Terkait ketetapan lailatul qadar, terjadi perbedaan pendapat. Ada banyak sekali pendapat tentangnya.
Ibnu Hajar al-Asqalani (w. 1449 M) dalam Fathul Bari menghimpun sebanyak kurang lebih 45 pendapat.
Hanya saja, menurut Ibnu Hajar, pendapat yang paling unggul adalah yang mengatakan terjadi pada tanggal-tanggal ganjil.
Lebih spesifik lagi, Imam Syafi’i mengatakan bahwa tanggal 21 dan 23 Ramadhan yang paling potensial.
Pendapat yang terakhir ini juga didukung oleh Syekh Nidzamuddin an-Naisaburi dalam Graraib al-Qur’an wa Raghaib al-Furqan. (Lihat: Fathul Bari, juz 5, halaman: 569)
Tentu, ada hikmah agung di balik dirahasiakannya malam agung itu. Berikut dipaparkan beberapa pendapat ulama terkait hikmah agung tersebut.

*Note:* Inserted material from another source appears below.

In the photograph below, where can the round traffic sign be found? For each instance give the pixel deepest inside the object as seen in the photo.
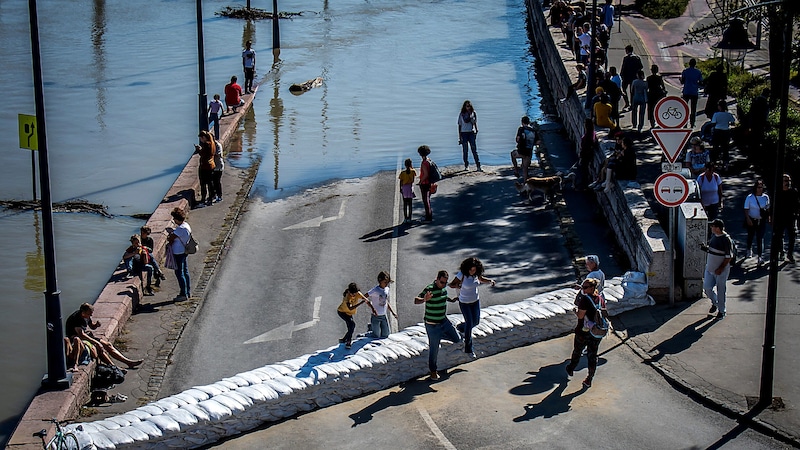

Syekh Fakhruddin al-Razi dalam Mafatih al-Ghaib menjelaskan, bahwa dalam beberapa hal terkait waktu memperoleh keutamaan dan balasan pahala besar dalam ibadah, sengaja Allah rahasiakan agar manusia berlomba-lomba memperolehnya.
Di mana pun dan kapan pun. Tanpa memandang waktu ataupun tempat tertentu.